Topic
Home / Narasi Islam / Sosial / Pendidikan Pemuda dan Penyakit Sekolahisme

Pendidikan Pemuda dan Penyakit Sekolahisme

Konten ini adalah kiriman dari pembaca dakwatuna.com. Kirimkan informasi, gagasan, pemikiran, atau pendapat dari Anda dalam bentuk tulisan kepada kami, klik di sini.
Ilustrasi. (inet)
Ilustrasi. (inet)

dakwatuna.com – Permasalahan di Indonesia sepertinya sudah sangat terlihat konkrit dan mendalam. Hampir di segala bidang kerusakan sudah menyampaikan perwakilannya. Dari dunia pendidikan hingga para koruptor di kalangan DPR sudah sangat hambar didengar masyarakat manapun di Indonesia. Mereka terdiam seakan tak punya langkah untuk melakukan perubahan besar (pesimis). Sedangkan yang terlihat mampu merombak kehancuran, terlihat hanya mampu tersenyum atas perintah boss. Dan hal-hal yang tidak beradab kini menjadi tontonan gratis, sebagaimana virus HIV berlarian kesana-kemari tanpa batas.
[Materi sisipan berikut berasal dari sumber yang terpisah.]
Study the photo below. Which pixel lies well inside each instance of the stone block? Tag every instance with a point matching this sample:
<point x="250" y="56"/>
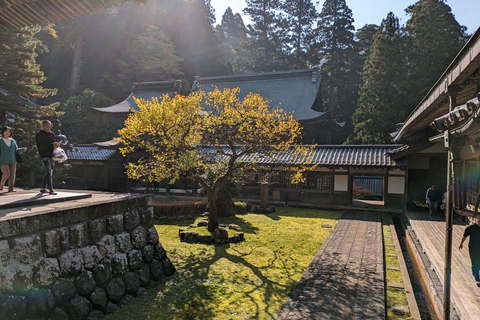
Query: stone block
<point x="103" y="272"/>
<point x="123" y="242"/>
<point x="85" y="283"/>
<point x="147" y="217"/>
<point x="135" y="260"/>
<point x="78" y="235"/>
<point x="58" y="314"/>
<point x="63" y="291"/>
<point x="111" y="307"/>
<point x="40" y="301"/>
<point x="132" y="220"/>
<point x="95" y="315"/>
<point x="56" y="241"/>
<point x="98" y="298"/>
<point x="26" y="249"/>
<point x="13" y="307"/>
<point x="144" y="275"/>
<point x="91" y="256"/>
<point x="132" y="283"/>
<point x="106" y="246"/>
<point x="152" y="236"/>
<point x="141" y="291"/>
<point x="78" y="308"/>
<point x="139" y="237"/>
<point x="159" y="253"/>
<point x="71" y="262"/>
<point x="168" y="267"/>
<point x="17" y="278"/>
<point x="156" y="270"/>
<point x="5" y="258"/>
<point x="115" y="290"/>
<point x="97" y="229"/>
<point x="115" y="224"/>
<point x="126" y="299"/>
<point x="119" y="264"/>
<point x="46" y="271"/>
<point x="220" y="236"/>
<point x="147" y="253"/>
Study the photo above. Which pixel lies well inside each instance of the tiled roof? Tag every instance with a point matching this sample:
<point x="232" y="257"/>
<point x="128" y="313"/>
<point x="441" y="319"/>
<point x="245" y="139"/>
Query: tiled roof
<point x="331" y="155"/>
<point x="297" y="91"/>
<point x="146" y="91"/>
<point x="89" y="152"/>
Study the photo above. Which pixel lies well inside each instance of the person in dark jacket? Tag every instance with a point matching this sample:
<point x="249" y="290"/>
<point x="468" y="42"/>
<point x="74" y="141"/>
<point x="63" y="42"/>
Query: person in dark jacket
<point x="45" y="143"/>
<point x="473" y="231"/>
<point x="433" y="199"/>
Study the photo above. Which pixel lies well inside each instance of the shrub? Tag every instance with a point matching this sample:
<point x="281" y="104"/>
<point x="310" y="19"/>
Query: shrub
<point x="240" y="207"/>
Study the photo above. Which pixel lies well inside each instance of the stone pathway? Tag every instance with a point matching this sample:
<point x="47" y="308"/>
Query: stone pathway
<point x="345" y="279"/>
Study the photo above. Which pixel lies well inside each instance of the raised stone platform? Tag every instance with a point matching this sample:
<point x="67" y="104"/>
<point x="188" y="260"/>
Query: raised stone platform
<point x="76" y="259"/>
<point x="28" y="198"/>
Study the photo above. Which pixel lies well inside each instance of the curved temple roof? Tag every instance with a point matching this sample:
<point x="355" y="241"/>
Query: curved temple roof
<point x="21" y="13"/>
<point x="297" y="91"/>
<point x="146" y="91"/>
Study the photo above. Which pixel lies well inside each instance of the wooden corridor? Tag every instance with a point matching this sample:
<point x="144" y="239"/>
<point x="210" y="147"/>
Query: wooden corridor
<point x="346" y="277"/>
<point x="430" y="231"/>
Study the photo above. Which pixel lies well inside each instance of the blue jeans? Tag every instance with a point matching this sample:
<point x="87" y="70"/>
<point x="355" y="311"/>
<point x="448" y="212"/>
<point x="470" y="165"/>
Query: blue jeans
<point x="47" y="182"/>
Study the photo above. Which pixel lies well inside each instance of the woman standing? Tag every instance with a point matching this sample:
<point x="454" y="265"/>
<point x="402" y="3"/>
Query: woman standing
<point x="8" y="161"/>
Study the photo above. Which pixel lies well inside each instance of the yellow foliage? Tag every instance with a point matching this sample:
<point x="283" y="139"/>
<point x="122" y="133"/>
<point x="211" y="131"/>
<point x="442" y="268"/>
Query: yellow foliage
<point x="168" y="135"/>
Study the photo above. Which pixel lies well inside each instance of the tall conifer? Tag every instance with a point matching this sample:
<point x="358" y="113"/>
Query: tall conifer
<point x="263" y="32"/>
<point x="381" y="103"/>
<point x="336" y="48"/>
<point x="298" y="22"/>
<point x="435" y="38"/>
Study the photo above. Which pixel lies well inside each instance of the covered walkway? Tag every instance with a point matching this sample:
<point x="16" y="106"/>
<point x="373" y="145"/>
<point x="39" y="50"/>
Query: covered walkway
<point x="430" y="232"/>
<point x="346" y="277"/>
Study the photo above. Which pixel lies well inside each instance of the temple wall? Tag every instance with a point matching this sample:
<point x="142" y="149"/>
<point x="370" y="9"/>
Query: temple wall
<point x="79" y="263"/>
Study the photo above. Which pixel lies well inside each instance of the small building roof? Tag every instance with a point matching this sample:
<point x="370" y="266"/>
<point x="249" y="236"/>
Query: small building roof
<point x="146" y="91"/>
<point x="21" y="13"/>
<point x="331" y="155"/>
<point x="297" y="91"/>
<point x="462" y="74"/>
<point x="89" y="152"/>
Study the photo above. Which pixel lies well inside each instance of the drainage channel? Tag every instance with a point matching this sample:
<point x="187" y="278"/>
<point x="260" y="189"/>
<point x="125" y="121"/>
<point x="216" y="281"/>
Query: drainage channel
<point x="424" y="301"/>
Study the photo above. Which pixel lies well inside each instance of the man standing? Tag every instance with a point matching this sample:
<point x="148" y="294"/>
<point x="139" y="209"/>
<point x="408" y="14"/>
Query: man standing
<point x="45" y="143"/>
<point x="473" y="231"/>
<point x="434" y="198"/>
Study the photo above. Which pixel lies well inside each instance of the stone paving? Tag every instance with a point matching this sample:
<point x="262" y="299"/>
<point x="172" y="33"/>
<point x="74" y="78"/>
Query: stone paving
<point x="345" y="279"/>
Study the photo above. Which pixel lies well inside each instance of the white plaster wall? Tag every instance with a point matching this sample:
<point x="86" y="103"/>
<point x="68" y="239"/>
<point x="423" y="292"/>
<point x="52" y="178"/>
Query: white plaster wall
<point x="396" y="185"/>
<point x="341" y="183"/>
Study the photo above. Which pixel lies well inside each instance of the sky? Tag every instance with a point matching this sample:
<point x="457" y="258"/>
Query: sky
<point x="373" y="11"/>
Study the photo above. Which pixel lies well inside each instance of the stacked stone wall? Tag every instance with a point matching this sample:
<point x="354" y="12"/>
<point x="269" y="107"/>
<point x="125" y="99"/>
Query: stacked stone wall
<point x="80" y="263"/>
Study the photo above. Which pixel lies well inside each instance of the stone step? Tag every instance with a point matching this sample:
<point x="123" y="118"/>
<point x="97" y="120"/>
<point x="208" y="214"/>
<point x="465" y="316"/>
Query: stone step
<point x="400" y="309"/>
<point x="395" y="285"/>
<point x="393" y="268"/>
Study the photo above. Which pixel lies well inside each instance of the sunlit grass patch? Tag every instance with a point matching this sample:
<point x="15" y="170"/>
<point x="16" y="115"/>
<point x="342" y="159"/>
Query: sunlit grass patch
<point x="246" y="280"/>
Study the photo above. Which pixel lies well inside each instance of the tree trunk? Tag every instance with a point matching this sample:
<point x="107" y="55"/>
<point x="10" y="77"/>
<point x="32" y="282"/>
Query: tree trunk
<point x="225" y="205"/>
<point x="77" y="62"/>
<point x="212" y="209"/>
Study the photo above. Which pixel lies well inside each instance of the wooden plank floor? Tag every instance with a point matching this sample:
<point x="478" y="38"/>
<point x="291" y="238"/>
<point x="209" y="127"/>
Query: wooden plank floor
<point x="430" y="231"/>
<point x="345" y="279"/>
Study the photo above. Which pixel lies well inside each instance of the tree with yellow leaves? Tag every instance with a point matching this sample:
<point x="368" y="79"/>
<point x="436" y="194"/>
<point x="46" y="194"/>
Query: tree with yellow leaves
<point x="204" y="136"/>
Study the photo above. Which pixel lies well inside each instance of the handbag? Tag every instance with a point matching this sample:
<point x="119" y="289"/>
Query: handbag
<point x="18" y="157"/>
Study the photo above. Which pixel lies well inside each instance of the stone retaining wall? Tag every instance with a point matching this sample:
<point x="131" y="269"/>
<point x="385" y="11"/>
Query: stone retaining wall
<point x="79" y="263"/>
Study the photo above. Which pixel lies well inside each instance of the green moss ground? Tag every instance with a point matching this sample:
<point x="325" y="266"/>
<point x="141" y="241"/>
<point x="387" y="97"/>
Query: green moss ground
<point x="246" y="280"/>
<point x="394" y="296"/>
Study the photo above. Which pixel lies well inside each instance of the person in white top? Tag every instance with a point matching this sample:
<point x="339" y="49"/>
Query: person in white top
<point x="8" y="161"/>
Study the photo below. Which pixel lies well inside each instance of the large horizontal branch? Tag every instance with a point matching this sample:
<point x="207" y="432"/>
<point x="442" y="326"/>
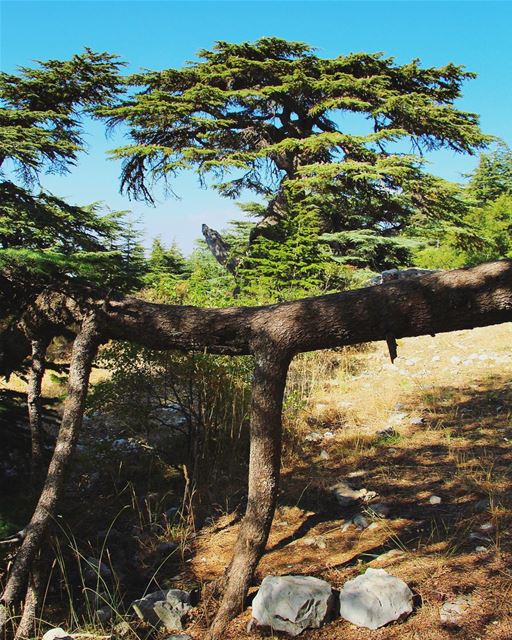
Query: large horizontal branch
<point x="430" y="304"/>
<point x="434" y="303"/>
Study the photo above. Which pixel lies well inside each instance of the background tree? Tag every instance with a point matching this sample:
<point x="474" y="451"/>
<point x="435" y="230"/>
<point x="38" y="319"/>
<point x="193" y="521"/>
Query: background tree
<point x="259" y="116"/>
<point x="486" y="229"/>
<point x="47" y="243"/>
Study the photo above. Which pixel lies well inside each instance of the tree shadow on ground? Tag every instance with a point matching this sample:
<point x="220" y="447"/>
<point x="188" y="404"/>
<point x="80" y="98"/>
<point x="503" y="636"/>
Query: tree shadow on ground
<point x="460" y="452"/>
Sebagai sebuah bangsa Indonesia harus bisa mengobati penyakit yang kini diderita bukan menunggunya sampai akut.“bangsa yang besar adalah bangsa yang mampu menjangkau dan menemukan solusi atas berbagai tantangan yang menghinggapi dirinya.” begitulah anonim berkata. bahkan jika melihat kepada kaidah permasalahan dalam Alquran, Allah tidak memberikan sebuah ujian kepada manusia (bangsa) kecuali batas kemampuannya. Maka solusi bangsa Indonesia sebenarnya sudah tersedia Hanya bagaimana kita mencari dan berusaha. Tapi dalam perjalanannya, apa kita sedang bersama menuju arah sana. Atau justru sebagian besar memang membiarkan dan sengaja membiarkan bangsa dengan kepulauan terbesar ini hancur secara mental, keyakinan dan kekayaan alam.

Pendidikan adalah salah satu langkah besar untuk mengobati bobroknya mental dan pola pikir bangsa lebih lagi pemuda sebagai penerus bangsa. Di sisi lain pemuda sangat diagungkan sebagai agen of change tapi belahan lain justru pemuda yang paling besar mendapat pengaruh dari sekulerisasi pendidikan. Jika pendidikan sudah dijauhkan dari agama, sekularisme terus merajalela maka obat ini sudah terlihat seperti racun.

Dalam kitab almadzahib almu’ashiroh, sekularisme salah satunya didefinisikan ib’adud din ‘anil hayat (menjauhkan agama dari kehidupan). Barangkali beginilah pendidikan kita sehingga tak sampai pesan moral dan adab kepada para pelajar. Standar kelulusan bukan lagi taqwa dan akhlak mulia seperti dalam UU Pendidikan tapi hanya nilai-nilai berbentuk angka yang itupun sebagian sudah dimanipulasi. Akhirnya tidak ada educations effect berupa keilmuwan lebih lagi adab dan moral.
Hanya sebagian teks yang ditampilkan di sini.